On Jan. 15, Rangel’s battered and lacerated body was found by a passerby along Moon Lake Road. During the previous night, he had sent several text messages to a man named “Tom.” The text about a drug transaction included information about where “Tom” and Rangel would meet.
Authorities say they traced the number on the text to Thomas J. Lesher, 31, of 11731 Imperial Oaks Blvd. Pasco County investigators tracked Lesher to his residence, about 2,000 feet from the location of Rangel’s body.
Upon questioning, Lesher admitted to stabbing Rangel and taking his 2001 silver Hyundai, which was found with the console and wheel covered in blood, authorities said. Lesher tried to cover his tracks by discarding evidence, but investigators found his clothes in a wooded area, deputies said. Lesher is charged with second-degree murder.
“Tony made one bad choice really late in life,” said Byron Atkinson, who coached Rangel at Salvation Army basketball leagues and as a volunteer coach at Gulf High. Atkinson said he saw Rangel grow up.
“When a kid makes easy money, it’s hard to give it up when he doesn’t have to work for minimum wage,” he said. “Tony was the kid who never swore, he always said thank you and you’re welcome, and I can’t say anything bad except he made a few bad decisions.”
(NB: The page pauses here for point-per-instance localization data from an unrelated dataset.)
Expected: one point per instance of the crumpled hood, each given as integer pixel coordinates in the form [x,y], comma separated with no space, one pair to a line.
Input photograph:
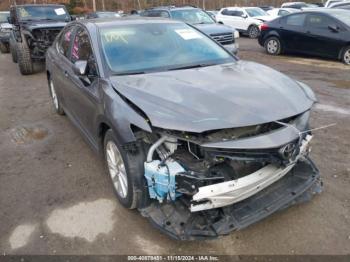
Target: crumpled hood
[44,25]
[210,29]
[215,97]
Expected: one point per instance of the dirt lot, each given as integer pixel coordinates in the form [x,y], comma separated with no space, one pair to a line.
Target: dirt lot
[55,197]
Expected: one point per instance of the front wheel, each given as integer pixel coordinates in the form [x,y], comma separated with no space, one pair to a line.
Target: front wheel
[273,46]
[346,55]
[25,62]
[253,31]
[126,172]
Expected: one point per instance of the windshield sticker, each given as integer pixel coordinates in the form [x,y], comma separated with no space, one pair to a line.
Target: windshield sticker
[119,36]
[188,34]
[60,11]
Atkinson said he spoke to Rangel not long ago about quitting drug dealing, giving up such a dangerous life. Atkinson’s words fell on deaf ears.
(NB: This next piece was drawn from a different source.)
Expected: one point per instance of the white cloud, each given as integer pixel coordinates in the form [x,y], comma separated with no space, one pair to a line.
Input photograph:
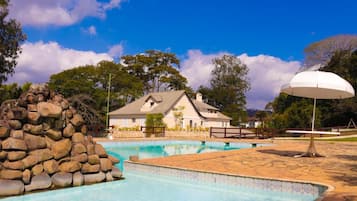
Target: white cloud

“I was totally shocked, and I still am as a matter of fact,” Atkinson added. “I can’t … I can’t even feel anger towards Tony. How can I? I love him too much to be angry at him.”
In 2012, while playing guard on Gulf’s basketball team, Rangel, in his senior season, was honorable mention on The Pasco Tribune’s all-county team and a third-team selection on the All-Sunshine Athletic Conference team.
Rangel was Gulf’s star player who, most people thought, would play college ball, perhaps at a smaller program.
“He was a good athlete, and I tried really hard to talk him out of leaving football to focus just on basketball,” former Gulf football coach and current Ridgewood coach Jay Fulmer said. “My son (Will) and he played together in middle school and youth league, and I didn’t know him as well because Will is closer to his brother, Danny, but this is not something anyone wants to see happen. Tony was a good kid who didn’t say much, was very reserved. He always had a smile on his face.”
“It’s sickening that (his death) had anything to do (with drugs),” said Joe Wolf, a Gulf High parent who watched Tony grow up. “You know, he never cussed. Not at refs or players. No one. I heard that he had possibly been dealing and had to ask again if they were talking about Tony Rangel. He’s the last person I ever thought would be involved in something like that.”
Rangel’s younger brother Danny also was a well-known basketball player at Gulf High. Danny Rangel and other members of the Rangel family declined to be interviewed, but many of Danny’s friends say he’s struggling with the loss of his brother.
“He was my brother — you might as well call Tony and Danny my brothers,” former Gulf football and basketball player Chris Gregory said. “When I first came to Gulf, (Tony) was the first person I talked to. Him and his brother and Bruce Hector were my crew, my posse, and it sucked that this was how we all came together again.
“It’s shocking and terrible and hard, but you can’t judge him or people based on what happened. We don’t know what happened, and he was a good kid regardless of what happened.”
Sadness, anger and disbelief have swept across New Port Richey’s Gulf High community since Rangel’s death, but those emotions also have brought the community together. Gulf High held a benefit on Jan. 25 at the school’s gym, an event that raised $1,700.
“You just hear his name, and it’s a mixture of a lot things people remember about him,” Gregory said. “This is heartbreaking to everyone.”
Rangel’s friends hope some life lessons can be learned from the tragedy.
Schulman said: “The other kids, you hope they realize that this can happen to them, that it hits home with them, and there will be lessons learned.”
“I don’t know if its going to change any kids, and I don’t know what we can do about it,” Atkinson added. “The only thing I can think of is move away. This has to stop happening, but why did it have to take the loss of Tony for anyone to maybe, finally, learn it has to stop?”